14 Feb A judge will put the entire Spanish banking sector on approval about the controversial “ground clauses, or cláusulas suelo” of the mortgages.
Practically the whole financial sector will be subject to trial in front of the judge in what refers to the controversial “ground clauses, or cláusulas suelo”, that prevented numerous mortgaged Spaniards or Spanish residents to benefit from the strong slope of the interest rates experienced from end of 2008.
It was known yesterday that the Court for Mercantile matters number 11 of Madrid has admitted to proceeding the greater collective claim presented in Spain against 45 Spanish banks.
The claim, interposed by the association of consumers ADICAE, has been presented in name of about 400 clients, although the number could increase in the next days since, due to it being a collective action, the Court has ordered the suspension of the process for a term of two months so that new interested parties can join. The term to get up to this first claim has been extended at least until end of March.
In a report by the Bank of Spain elaborated at the request of the Senate in May of 2010, it was considered that in Spain 3.8 million people are having this type of clauses in their hypothecating contracts.
The clauses are legal
The famous ground clauses, or cláusulas suelo are clauses included by the banking organizations in many contracts of hypothecating loans establishing a certain level from which the rate of interest is not reviewable to the loss even though the EURIBOR, main reference index of the interest rate for mortgages in Spain, continues its reduction. This level is usually located over 3%, although it varies much of a banking organization to another. It can even arrive at 5%.
These clauses, legal and negotiable, but whose existence a great part of mortgaged population did not, or said not to, know caused and continues causing the popular indignation, since many of the mortgaged people have seen a constant fall of the interest rates in both last years, from 4.25% in October of 2008 to 1% in May of 2009, while such thing has not been translated in a reduction of their monthly payments.
Between the sued organizations are most of Spanish banks and Cajas: BBVA, Banco Popular, Banco de Galicia, Banco Guipuzcoano, Banco Pastor, Banco Vasconia, y Banco Gallego, además de CAI, Caixa Galicia, Caja Castilla La Mancha, Caixa Girona, Caixa Nova, Caixa Manresa, Caixa Ontinyent, Caixa Penedes, Caixa Sabadell, Caixa Rural de Balears, Caixa Tarragona, Caja Círculo, Caja de Ahorros de Cataluña, Caja Extremadura, Caja Badajoz, Caja Duero, Caja España, Caja Canarias, Caja Granada, Caja Insular de Ahorros de Canarias, Multicaja, Caja Rural de Asturias, Caja Rural de Cuenca, Caja Rural de Navarra, Caja Rural de Granada, Caja Rural del Sur, Caja Segovia, Caja Sol, Caja Sur, Cajalon, Cajamar, Ipar Kutxa, Unicaja, Caixa destalvis Unio de Caixes de Manlleu, Sabadell i Terrassa, Caixa destalvis de Catalunya, Tarragona i Manresa o Caja de Arquitectos. The association has announced that its claim will be extend towards other banks such as Santander or La Caixa.
They request the annulment of the clauses
In the claim, ADICAE requests the annulment of these clauses due to them having a manifest disproportion between the grounds and the ceilings of interest rates fixed into the hypothecating contracts.

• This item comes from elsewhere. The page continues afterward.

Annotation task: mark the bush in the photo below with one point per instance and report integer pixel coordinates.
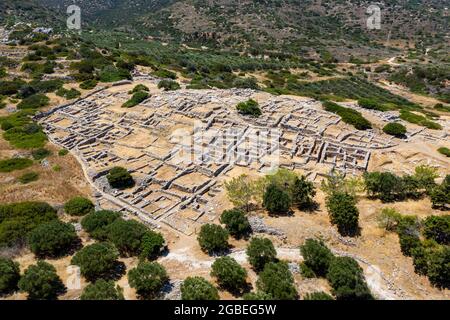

The elimination of these grounds would have a tremendous impact in the sector, since, as has been already advanced by Cotizalia newspaper, it would reduce the profit margins of the banks in a radical way, to such an extent, that they could not generate a benefit enough to cover the strong provisions derived from the dilatoriness, a fact that, in addition, would bring losses for numerous banking organizations.
So far, a quite recent judicial antecedent exists on the matter. In October of 2010, the Court for Mercantile Matters number 2 of Seville dictated the first sentence in Spain declaring as abusive the ground clauses of the mortgages of BBVA, Caja de Ahorros de Galicia, Cajamar and Cajamar Caja Rural, who were forced to eliminate them and to abstain to use them in future contracts. The banking organization presided by Francisco González resorted to the judicial verdict, describing it as an “isolated” one.
The Bank of Spain, on the other hand, put itself by the side of the financial banking organizations in May of 2010 after publishing a report about ground clauses previously asked by the Senate. The mentioned report calculated in 29% the percentage of mortgages granted to the Spanish families subject to these grounds. In the report it was stated that the tops limiting the impact of the rates of interest in the mortgages “constitute, from the legal point of view, just one more part of the price of the loan”, reason why “whenever they are included in written up clauses of clear and comprehensible way, they must be considered freely agreed”, and “there will be no reason to declare them as abusive ones”.
However, the supervisor admitted the lack of symmetry between clauses of grounds and of ceilings (clauses that restrain the ascent of the interest rates from a different level): In most of the cases, the ceilings do not offer an effective protection to the particular clients from the risk of ascent of interest rates , due to the high levels they reach. In fact, the families will not be protected while the interest of the mortgages does not surpass of average 13.56%.